THE INVESTIGATORS: Attorney for Bob Dean works to get nursing home licenses reinstated
BATON ROUGE, La. (WAFB) - Attorney John McLindon and the legal team for nursing home operator Bob Dean, Jr. is swinging back, working to clear his name and get his licenses back weeks after he made the call to evacuate more than 800 of his elderly nursing home residents to this warehouse in Tangipahoa Parish. Seven people died and 12 more had to be hospitalized during the ordeal.
“We’re going to appeal because it’s a business he has and he takes care of people and serves a very important service or need to the community so we definitely want to get those licenses back,” said McLindon.

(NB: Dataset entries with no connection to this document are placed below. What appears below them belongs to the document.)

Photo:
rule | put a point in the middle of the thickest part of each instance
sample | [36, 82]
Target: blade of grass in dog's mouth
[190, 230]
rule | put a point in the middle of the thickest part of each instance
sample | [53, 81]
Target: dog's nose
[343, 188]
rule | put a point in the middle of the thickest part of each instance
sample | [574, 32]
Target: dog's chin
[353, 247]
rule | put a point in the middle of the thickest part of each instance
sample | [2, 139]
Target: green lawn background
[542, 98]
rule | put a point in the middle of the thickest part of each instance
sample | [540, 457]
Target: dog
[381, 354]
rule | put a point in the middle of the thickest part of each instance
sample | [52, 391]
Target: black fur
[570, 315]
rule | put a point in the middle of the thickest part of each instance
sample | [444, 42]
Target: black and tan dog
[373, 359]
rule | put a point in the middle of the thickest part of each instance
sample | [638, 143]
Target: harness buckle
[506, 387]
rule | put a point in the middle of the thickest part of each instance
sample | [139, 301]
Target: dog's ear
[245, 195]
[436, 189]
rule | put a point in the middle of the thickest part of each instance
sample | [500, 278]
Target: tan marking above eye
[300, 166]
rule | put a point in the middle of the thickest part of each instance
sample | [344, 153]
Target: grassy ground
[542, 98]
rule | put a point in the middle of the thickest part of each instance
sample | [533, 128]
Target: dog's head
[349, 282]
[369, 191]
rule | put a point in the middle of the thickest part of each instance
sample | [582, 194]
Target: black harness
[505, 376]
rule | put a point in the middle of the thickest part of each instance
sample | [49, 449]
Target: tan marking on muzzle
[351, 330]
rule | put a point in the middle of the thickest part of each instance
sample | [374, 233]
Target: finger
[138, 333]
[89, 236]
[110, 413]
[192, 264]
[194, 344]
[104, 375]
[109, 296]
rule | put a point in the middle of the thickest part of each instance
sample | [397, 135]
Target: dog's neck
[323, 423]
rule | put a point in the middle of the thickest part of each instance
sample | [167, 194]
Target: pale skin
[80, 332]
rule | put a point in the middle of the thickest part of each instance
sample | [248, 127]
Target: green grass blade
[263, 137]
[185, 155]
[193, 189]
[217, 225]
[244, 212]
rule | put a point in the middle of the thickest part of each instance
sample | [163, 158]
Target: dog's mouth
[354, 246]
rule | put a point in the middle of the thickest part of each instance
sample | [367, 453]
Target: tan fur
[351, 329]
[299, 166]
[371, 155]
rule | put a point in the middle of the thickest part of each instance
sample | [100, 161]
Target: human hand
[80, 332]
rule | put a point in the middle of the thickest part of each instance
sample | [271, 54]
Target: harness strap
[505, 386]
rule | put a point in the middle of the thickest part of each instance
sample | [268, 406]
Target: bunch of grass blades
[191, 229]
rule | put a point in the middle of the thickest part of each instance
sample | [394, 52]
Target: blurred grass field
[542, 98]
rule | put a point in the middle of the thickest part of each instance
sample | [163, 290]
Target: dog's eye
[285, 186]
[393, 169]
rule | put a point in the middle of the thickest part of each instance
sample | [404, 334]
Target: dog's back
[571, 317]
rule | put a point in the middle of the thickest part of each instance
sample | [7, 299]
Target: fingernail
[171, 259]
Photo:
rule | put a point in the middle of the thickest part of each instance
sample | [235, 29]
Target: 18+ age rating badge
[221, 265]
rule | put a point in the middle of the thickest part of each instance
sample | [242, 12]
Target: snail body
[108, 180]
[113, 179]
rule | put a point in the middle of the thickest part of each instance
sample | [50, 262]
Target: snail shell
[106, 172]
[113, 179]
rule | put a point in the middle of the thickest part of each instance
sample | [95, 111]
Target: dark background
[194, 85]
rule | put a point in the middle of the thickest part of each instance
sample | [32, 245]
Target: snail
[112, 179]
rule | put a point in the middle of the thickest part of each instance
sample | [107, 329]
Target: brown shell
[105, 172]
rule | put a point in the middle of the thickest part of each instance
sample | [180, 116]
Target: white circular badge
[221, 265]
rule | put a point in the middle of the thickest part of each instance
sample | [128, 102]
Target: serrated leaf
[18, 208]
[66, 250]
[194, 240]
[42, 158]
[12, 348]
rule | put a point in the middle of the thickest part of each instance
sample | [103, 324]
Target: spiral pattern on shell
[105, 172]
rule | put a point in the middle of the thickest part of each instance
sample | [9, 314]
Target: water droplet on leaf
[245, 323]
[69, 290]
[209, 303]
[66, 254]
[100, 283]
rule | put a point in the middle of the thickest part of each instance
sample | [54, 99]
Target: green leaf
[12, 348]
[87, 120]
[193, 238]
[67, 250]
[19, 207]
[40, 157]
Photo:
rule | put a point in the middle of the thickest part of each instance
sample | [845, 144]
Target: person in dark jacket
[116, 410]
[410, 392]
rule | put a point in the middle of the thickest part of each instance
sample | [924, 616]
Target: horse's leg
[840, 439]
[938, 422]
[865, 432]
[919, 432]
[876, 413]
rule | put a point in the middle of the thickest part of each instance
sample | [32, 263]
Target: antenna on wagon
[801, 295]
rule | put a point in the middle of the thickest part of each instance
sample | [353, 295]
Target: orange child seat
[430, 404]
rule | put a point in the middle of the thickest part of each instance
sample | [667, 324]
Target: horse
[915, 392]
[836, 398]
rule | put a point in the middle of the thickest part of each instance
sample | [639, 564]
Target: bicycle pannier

McLindon says Dean did nothing wrong. As Attorney General Jeff Landry’s Office looks into what happened, he is firm- his client will not face any criminal charges.
“I can just tell you, Scottie, from everything I’ve seen, I have seen nothing that rises to the level of criminal conduct at all,” McLindon added.
The Louisiana Department of Health has said they were kicked off the property when they went to go check things out at the warehouse once the storm had passed. When inspectors went back the next day they say they found horrific conditions, including folks being stuffed onto cots on the floor, a smell of urine throughout the facility, and some water puddling inside. McLindon says some of that has been exaggerated.
“Yeah there were some reports about that. Remember this also, a lot of the staff had to leave their families in New Orleans and Jefferson. Not all of them were able to get up there and then when they even got there, some of them we’re staying in temporary housing and they had trouble getting back to the facilities on day two, three and four because the roads were blocked, there was damage you know because the hurricane went right through there. So at times, we were a little short on staff but again, overall these folks did a really good job. They took care of these people under not the best circumstances,” McLindon said.
WAFB’s Scottie Hunter asked McLindon whether the allegations are true that some elderly residents did not get food or medications in a timely manner.
“I’ve never heard that,” McLindon answered. “I can tell you the documents I have from the Louisiana Department of Health do not support that.”
A number of lawsuits have been filed in the case. Just last week, one was filed in East Baton Rouge on behalf of Darlene Franklin, an elderly resident. That lawsuit is holding not only Dean but the state responsible as well.
“Because they approved the plan. They approved it. Bob Dean submitted this plan to dump over 800 people into a warehouse during a hurricane and they said, you know what? That’s okay. We’re going to approve that,” said attorney Ron Haley.
“There’s a lot of Monday morning quarterbacking going on and you know a lot of people are coming in and saying oh you should have done this and you should have done that and it’s really a disservice to the nurses that stayed there and worked so hard,” said McLindon.
McLindon echoes what his client says about the situation, saying given the circumstances, Dean did what he thought was right and he stands behind the decisions that were made as Ida swept through. Right now, McLindon and his client are asking for patience.
“As in most cases, if you just wait, you’re going to see a lot more evidence come out. It’s not as bad as it seems to be,” said McLindon. “Sure there were problems, I don’t deny there were problems but I think when you really start to hear the nurses come out and talk about how they did everything within their power, you’re going to hear a different story.”